Oak and ash both grow well at Restrop, and useful woods they are.   They are both ring-porous.   The vessels which transport water and minerals up from the roots to the tree leaves are made up of cells that make long tubes.   Those vessels formed during rapid Spring growth are much larger than the tubes that grow in the Summer, thus forming rings which emphasise the tree’s growth rings (Abbott 1989, 2007:17).   You can see this in the photo below:

Ash and oak

Ash and oak

The piece of ash on the left has especially clear growth rings.   The rings of vessels are the darker, brown-coloured lines, in-between the pale wood fibres.   This piece comes from a faster-growing branch, which you can tell because there are only four or five growth rings to the inch.   Faster-grown ash is stronger than slow-grown because it contains more wood fibres, which is good for shock-resistance and is why ash is good for tool handles and furniture.   Ash grows best on deep soils over limestone; just like the banks of Ringsbury Camp.

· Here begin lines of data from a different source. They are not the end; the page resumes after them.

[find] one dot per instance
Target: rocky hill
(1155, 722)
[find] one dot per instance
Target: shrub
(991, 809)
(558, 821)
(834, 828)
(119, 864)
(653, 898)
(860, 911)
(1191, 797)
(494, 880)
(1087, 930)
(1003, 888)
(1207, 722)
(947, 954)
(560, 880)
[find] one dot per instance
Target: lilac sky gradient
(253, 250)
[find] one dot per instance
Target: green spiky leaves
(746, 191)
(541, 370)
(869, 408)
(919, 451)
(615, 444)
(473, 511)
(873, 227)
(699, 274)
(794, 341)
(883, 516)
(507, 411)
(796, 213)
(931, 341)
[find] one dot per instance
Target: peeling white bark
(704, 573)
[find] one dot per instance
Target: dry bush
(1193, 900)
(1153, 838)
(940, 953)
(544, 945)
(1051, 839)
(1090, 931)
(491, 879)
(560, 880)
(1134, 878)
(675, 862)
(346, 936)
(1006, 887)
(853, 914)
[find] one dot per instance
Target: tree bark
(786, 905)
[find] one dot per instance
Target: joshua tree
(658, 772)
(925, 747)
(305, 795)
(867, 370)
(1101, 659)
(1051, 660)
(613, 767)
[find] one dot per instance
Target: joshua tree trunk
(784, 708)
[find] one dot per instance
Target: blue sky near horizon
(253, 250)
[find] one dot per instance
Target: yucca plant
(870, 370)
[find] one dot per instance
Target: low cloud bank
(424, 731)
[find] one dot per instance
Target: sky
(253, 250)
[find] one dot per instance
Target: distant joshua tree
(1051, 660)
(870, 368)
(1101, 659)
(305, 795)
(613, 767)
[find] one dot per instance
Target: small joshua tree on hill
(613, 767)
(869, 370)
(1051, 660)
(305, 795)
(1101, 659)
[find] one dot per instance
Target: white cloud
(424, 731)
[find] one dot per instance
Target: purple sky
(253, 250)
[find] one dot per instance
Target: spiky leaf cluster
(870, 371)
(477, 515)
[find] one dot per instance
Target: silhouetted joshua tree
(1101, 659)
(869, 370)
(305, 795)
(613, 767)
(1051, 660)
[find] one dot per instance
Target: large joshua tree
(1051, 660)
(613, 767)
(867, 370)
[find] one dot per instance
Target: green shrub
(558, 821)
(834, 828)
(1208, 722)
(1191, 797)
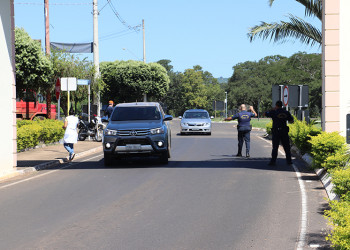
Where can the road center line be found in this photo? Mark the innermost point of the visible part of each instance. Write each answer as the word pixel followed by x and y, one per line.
pixel 303 221
pixel 50 172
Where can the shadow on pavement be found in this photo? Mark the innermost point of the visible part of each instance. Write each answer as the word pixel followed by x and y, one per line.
pixel 153 162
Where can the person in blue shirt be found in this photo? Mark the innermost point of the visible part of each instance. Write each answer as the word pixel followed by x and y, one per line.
pixel 243 128
pixel 280 131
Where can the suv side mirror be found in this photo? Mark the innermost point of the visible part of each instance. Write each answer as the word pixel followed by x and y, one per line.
pixel 168 118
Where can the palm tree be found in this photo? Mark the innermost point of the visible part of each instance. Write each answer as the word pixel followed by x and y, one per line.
pixel 295 28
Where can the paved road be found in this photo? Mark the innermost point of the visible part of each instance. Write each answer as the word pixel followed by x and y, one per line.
pixel 203 199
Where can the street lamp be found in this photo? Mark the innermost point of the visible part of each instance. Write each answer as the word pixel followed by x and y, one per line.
pixel 225 104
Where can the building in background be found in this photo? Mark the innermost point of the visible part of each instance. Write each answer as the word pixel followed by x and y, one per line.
pixel 336 65
pixel 8 149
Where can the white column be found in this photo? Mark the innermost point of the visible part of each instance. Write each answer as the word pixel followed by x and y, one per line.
pixel 344 54
pixel 8 144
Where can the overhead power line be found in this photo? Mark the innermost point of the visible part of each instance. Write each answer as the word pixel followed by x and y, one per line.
pixel 135 28
pixel 82 3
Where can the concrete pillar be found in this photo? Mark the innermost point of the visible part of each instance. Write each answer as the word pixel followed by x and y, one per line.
pixel 8 148
pixel 336 65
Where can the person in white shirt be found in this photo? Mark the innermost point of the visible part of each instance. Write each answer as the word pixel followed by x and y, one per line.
pixel 71 133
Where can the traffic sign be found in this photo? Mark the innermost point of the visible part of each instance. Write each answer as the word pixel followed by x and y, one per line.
pixel 285 95
pixel 58 88
pixel 68 84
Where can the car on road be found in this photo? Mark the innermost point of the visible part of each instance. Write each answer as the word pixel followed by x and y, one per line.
pixel 195 121
pixel 137 129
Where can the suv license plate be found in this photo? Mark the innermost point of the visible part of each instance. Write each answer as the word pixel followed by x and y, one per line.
pixel 133 147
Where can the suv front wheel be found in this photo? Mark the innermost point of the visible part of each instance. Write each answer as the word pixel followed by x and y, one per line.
pixel 108 159
pixel 164 157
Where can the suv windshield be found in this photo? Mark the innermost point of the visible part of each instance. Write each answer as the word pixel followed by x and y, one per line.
pixel 196 115
pixel 135 113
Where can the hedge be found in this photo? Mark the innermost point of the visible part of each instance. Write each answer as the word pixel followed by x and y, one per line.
pixel 339 217
pixel 325 145
pixel 31 133
pixel 329 151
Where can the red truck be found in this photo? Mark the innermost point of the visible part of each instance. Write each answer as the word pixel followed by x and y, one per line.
pixel 31 110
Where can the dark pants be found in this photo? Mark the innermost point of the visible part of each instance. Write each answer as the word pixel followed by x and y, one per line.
pixel 277 137
pixel 243 136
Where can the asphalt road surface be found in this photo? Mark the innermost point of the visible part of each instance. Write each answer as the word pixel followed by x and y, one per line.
pixel 205 198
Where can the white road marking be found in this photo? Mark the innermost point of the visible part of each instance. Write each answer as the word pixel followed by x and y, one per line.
pixel 303 221
pixel 50 172
pixel 315 245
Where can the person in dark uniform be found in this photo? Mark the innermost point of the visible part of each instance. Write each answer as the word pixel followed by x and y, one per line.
pixel 280 131
pixel 243 128
pixel 109 109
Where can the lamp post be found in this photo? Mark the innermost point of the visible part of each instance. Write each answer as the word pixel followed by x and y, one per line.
pixel 225 104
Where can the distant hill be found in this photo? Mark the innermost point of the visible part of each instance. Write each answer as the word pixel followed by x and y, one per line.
pixel 222 80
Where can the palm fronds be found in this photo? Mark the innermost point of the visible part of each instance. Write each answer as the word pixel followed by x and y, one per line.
pixel 294 28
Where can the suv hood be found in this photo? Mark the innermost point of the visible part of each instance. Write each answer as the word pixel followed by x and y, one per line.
pixel 184 120
pixel 149 124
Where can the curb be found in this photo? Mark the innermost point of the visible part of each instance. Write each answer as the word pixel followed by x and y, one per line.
pixel 324 177
pixel 49 164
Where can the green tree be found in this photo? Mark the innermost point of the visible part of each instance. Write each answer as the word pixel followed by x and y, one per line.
pixel 128 81
pixel 295 28
pixel 33 68
pixel 251 82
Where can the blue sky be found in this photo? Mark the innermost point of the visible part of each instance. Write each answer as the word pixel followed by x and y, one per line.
pixel 212 34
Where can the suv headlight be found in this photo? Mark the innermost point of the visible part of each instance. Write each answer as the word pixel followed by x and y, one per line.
pixel 110 132
pixel 157 131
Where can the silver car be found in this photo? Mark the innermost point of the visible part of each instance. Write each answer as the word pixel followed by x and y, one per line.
pixel 195 121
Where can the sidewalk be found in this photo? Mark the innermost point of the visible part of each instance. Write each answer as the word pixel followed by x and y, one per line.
pixel 49 156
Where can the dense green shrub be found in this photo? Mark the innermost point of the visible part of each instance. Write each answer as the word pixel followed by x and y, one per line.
pixel 28 136
pixel 339 217
pixel 21 123
pixel 325 145
pixel 300 134
pixel 341 181
pixel 31 133
pixel 336 161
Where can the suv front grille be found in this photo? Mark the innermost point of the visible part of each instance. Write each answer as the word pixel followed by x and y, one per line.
pixel 136 132
pixel 124 142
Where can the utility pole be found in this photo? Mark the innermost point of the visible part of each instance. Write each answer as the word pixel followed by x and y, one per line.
pixel 144 42
pixel 96 54
pixel 47 49
pixel 144 52
pixel 47 27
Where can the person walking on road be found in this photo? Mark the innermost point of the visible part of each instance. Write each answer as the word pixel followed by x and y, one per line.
pixel 71 133
pixel 280 132
pixel 109 109
pixel 243 128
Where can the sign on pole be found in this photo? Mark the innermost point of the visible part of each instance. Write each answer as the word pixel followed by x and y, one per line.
pixel 68 84
pixel 57 92
pixel 58 88
pixel 285 95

On the right, the oak – showing the very clear distinction between the dark heartwood and the light sapwood.   Oak has a very strong and rich smell, owing to its acidic tannin content.   This makes the wood resistant to rot (but also eats into steel so I am very careful to clean my tools quickly and thoroughly after using them on oak) (Abbott 1989, 2007:26, 28).   There are a number of big oaks at Restrop, which have built themselves for strength against the wind that blows up and down the limestone ridge, and the prevailing weather rolling in down the valley from the west.   Oak is a sinuous wood.   Its strength and longevity have resulted in more than 90% of building timbers being taken from oak trees (Rackham 1986, 1995:86).

Now that the hedgerows and woods are greening up, it’s time to take a good look at the ash and oak growing at Restrop to see which buds come out first,

“Ash before oak – in for a soak;

Oak before ash – in for a splash.”

 

Abbott, M. (1989, 2007)  Green Woodwork   Lewes: Guild of Master Craftsman Publications

Gover, J.E.B., Mawker, A., Stenton, F.M. (1939)  The Place-names of Wiltshire   English Place-Names Society/Cambridge University Press

Rackham, O. (1986, 1995)  The History of the Countryside   London: Weidenfeld and Nicholson

Richardson, E.M. (1919)  The Story of Purton; a collection of notes and hearsay   Bristol: J.W. Arrowsmith Ltd

This post is the third in an occasional series called “Weird and Wonderful”.